After a Galician stew, for example, you can prepare a savory pie with ham hock, veal, chorizo, bacon and broth vegetables (turnip greens or cabbage)Sometimes they are added potato or crushed chickpeas and sautéed onion to bind the whole thing together.
The same applies to leftover roast chicken, shredded meat, or fish in sauce: Simply crumble them and add a sofrito to add juiciness. and adjust the salt and spices for a completely new filling.
Creamy fillings: corn, béchamel and mild sauces
In addition to the meat and fish versions, there are fillings where the sauce is the star, such as the creamy corn filling. It starts with a sauté of onion and red pepper in lard or butter, to which sweet corn is added (canned, frozen or fresh).
In another phase, a kind of béchamel sauce is prepared in the same pan, incorporating flour, more butter and milk until it reaches the desired consistency. a thick, silky cream that envelops the corn and vegetablesIt is seasoned with salt, pepper and nutmeg and topped with fresh cheese or diced mozzarella so that it melts in the oven.
These types of creamy fillings demand even more than The filling should be completely cold before closing the empanada.so that the dough does not break or lose its shape during baking.
Key tips for making perfect filled empanadas
Beyond the filling you choose, there are a number of basic tricks that make the difference between an ordinary empanada and one that disappears from the plate in five minutes. They are simple details, but it's always good to keep them in mind..
The first thing is to use fresh, quality ingredients, both in vegetables and in meats, fish or cheesesGood quality preserved fish or fresh seafood makes a huge difference in the final result, as does a well-cooked onion.
The texture of the filling is fundamental: It needs to be moist but not watery, so that it can be spread over the dough without releasing liquid.If it's too runny, you can always thicken it with a little breadcrumbs, mashed potato, or by reducing the cooking time.
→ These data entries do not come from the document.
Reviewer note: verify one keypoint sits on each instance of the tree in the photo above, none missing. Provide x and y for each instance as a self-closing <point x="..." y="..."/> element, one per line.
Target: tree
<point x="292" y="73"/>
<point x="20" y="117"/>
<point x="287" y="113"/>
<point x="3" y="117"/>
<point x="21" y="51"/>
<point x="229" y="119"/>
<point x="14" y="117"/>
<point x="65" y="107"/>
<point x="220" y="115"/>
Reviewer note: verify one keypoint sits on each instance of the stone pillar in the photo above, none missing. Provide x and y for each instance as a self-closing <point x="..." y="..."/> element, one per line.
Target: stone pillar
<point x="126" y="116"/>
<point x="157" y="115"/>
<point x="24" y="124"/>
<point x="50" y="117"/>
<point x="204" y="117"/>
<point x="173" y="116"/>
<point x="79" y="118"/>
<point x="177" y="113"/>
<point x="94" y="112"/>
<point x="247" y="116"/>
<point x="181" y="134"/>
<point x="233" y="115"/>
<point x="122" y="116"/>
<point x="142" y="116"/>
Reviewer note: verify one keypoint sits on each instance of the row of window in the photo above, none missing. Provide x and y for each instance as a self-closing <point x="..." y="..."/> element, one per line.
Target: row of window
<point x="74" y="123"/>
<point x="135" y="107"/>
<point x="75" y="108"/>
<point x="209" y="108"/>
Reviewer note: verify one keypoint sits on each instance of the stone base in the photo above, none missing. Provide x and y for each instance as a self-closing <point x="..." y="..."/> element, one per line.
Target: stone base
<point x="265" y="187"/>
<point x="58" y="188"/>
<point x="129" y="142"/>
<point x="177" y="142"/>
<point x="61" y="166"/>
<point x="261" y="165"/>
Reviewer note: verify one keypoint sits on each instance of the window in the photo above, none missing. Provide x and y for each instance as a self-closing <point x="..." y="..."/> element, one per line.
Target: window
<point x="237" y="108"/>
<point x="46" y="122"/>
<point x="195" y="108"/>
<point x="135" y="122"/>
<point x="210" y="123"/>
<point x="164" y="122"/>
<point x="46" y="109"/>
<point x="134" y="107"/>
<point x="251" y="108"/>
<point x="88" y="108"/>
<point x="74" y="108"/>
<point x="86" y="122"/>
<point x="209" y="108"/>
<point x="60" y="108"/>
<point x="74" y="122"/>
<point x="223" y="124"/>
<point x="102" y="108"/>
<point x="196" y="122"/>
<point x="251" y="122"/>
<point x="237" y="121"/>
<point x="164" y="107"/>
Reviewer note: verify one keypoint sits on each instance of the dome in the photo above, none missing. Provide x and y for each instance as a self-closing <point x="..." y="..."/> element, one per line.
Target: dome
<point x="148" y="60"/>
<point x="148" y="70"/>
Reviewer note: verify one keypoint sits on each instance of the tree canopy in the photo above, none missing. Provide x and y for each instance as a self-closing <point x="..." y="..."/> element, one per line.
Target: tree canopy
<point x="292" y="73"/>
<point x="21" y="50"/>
Spices and fresh herbs are wonderful allies. A touch of paprika, mild curry, cumin, thyme, coriander or rosemary It transforms ordinary filling into a much more interesting one, without needing to complicate things with strange techniques.
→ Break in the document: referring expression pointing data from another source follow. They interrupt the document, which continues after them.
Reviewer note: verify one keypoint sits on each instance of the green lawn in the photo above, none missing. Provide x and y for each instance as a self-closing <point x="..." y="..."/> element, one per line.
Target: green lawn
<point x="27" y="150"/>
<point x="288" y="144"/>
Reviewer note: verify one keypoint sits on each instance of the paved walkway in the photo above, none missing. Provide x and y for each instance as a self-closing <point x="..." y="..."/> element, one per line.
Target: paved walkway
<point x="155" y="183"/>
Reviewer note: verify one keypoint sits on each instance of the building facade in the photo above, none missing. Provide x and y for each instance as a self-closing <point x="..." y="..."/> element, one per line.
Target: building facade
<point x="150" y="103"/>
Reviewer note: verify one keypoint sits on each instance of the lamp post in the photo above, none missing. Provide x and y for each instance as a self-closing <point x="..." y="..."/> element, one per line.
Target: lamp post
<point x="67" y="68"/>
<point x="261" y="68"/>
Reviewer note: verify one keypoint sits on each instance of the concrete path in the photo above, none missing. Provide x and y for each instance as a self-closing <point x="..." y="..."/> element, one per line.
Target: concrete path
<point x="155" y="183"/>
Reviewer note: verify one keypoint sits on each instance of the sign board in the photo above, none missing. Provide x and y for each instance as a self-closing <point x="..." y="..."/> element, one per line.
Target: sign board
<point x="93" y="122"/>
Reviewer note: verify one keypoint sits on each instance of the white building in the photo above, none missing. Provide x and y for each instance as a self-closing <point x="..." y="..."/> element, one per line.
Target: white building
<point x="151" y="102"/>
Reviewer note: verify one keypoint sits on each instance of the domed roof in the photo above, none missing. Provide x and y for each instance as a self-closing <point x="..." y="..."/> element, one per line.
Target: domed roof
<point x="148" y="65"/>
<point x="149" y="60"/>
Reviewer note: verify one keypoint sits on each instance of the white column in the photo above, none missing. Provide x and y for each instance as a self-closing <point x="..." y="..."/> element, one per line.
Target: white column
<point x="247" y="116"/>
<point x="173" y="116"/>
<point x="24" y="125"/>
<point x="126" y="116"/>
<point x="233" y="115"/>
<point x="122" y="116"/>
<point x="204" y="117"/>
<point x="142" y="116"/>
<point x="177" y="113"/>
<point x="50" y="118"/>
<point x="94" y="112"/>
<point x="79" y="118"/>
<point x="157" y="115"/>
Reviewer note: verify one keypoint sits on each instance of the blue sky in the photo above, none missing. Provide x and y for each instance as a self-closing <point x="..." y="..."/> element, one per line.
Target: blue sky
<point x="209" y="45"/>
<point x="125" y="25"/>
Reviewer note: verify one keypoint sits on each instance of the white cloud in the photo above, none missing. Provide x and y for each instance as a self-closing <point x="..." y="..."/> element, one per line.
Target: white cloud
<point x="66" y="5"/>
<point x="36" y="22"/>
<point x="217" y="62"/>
Playing with textures also helps: mix crunchy ingredients (such as nuts or seeds) with creamy ones It makes the bite more enjoyable. And depending on the filling, some empanadas are better hot (meat, seafood, cheeses) and others are better if they are left to warm up or cool down (tuna, some vegetable ones, stew).
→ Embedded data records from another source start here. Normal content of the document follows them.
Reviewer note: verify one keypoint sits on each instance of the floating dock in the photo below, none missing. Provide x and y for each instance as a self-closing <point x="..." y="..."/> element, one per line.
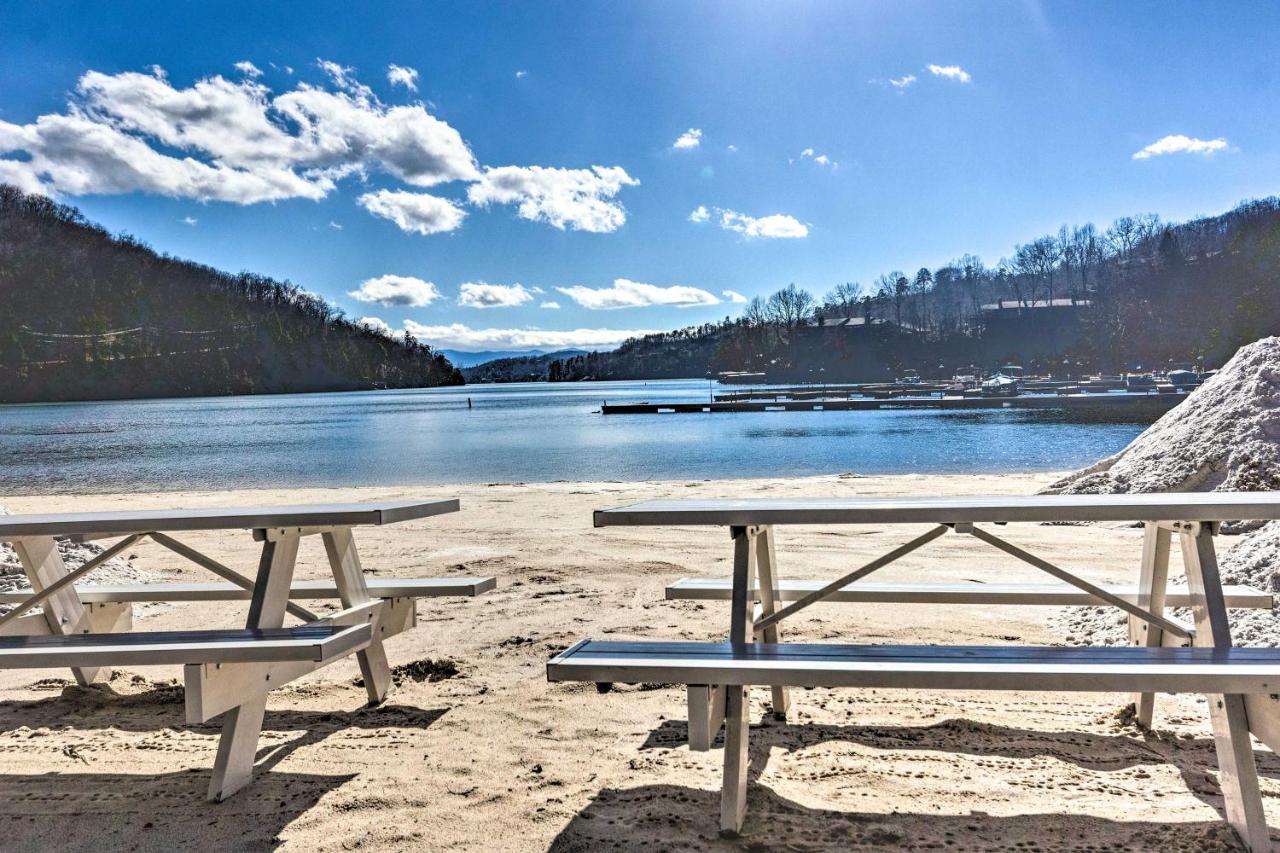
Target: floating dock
<point x="1116" y="405"/>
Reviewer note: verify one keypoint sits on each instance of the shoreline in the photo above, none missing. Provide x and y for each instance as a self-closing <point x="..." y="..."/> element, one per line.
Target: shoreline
<point x="496" y="758"/>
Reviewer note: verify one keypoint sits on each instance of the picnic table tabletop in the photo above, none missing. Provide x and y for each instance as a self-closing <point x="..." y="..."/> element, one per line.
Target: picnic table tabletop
<point x="1202" y="506"/>
<point x="339" y="515"/>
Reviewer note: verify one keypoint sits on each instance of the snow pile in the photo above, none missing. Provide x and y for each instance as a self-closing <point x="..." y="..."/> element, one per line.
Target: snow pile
<point x="1224" y="437"/>
<point x="114" y="570"/>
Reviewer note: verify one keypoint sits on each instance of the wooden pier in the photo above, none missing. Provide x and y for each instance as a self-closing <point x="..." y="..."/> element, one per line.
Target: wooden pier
<point x="1112" y="406"/>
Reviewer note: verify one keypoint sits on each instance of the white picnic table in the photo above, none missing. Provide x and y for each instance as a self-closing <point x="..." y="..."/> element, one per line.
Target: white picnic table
<point x="225" y="671"/>
<point x="1165" y="653"/>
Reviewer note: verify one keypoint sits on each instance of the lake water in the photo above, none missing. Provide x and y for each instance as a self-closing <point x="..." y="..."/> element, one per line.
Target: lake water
<point x="512" y="433"/>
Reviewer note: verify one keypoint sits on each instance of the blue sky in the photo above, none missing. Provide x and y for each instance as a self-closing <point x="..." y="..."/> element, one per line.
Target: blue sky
<point x="1031" y="118"/>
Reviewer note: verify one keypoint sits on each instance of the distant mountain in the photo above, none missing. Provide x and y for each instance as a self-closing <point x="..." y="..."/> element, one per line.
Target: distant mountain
<point x="519" y="366"/>
<point x="471" y="359"/>
<point x="88" y="315"/>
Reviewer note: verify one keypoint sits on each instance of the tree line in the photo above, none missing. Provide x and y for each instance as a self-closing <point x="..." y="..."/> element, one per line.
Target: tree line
<point x="92" y="315"/>
<point x="1139" y="293"/>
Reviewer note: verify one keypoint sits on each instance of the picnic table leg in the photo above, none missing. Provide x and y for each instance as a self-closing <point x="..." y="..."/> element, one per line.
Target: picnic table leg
<point x="736" y="697"/>
<point x="63" y="610"/>
<point x="1238" y="774"/>
<point x="352" y="591"/>
<point x="767" y="568"/>
<point x="233" y="767"/>
<point x="1152" y="584"/>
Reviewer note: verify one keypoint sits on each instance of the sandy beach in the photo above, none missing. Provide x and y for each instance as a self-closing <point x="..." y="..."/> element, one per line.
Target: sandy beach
<point x="496" y="758"/>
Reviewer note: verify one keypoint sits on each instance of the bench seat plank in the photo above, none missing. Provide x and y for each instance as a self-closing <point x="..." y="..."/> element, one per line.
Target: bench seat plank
<point x="118" y="523"/>
<point x="236" y="646"/>
<point x="967" y="667"/>
<point x="964" y="593"/>
<point x="388" y="588"/>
Another essential trick is that The filling should always be cold before placing it on the doughto prevent it from getting soggy or breaking. Also, don't overfill it: if you fill it too much, it will be harder to close and the pastry might not cook properly in the center.
Before putting it in the oven, it is highly recommended Paint the surface with beaten egg to make it shiny and golden.and prick it or make a small vent hole to let the steam escape. And if you use Galician dough with some of the oil from the sofrito, the flavor is effortlessly elevated.
Filled empanadas are, in the end, a kind of edible canvas where almost anything can fit: From traditional fillings of tuna, meat or stew to options with seafood, fruits, strong cheeses or creamy saucesBy paying attention to the quality of the ingredients, the texture of the filling, and a few basic baking details, it's hard not to make them a success. All that's left is to get your hands a little dirty, turn on the oven, and let the smell of freshly baked dough do the rest.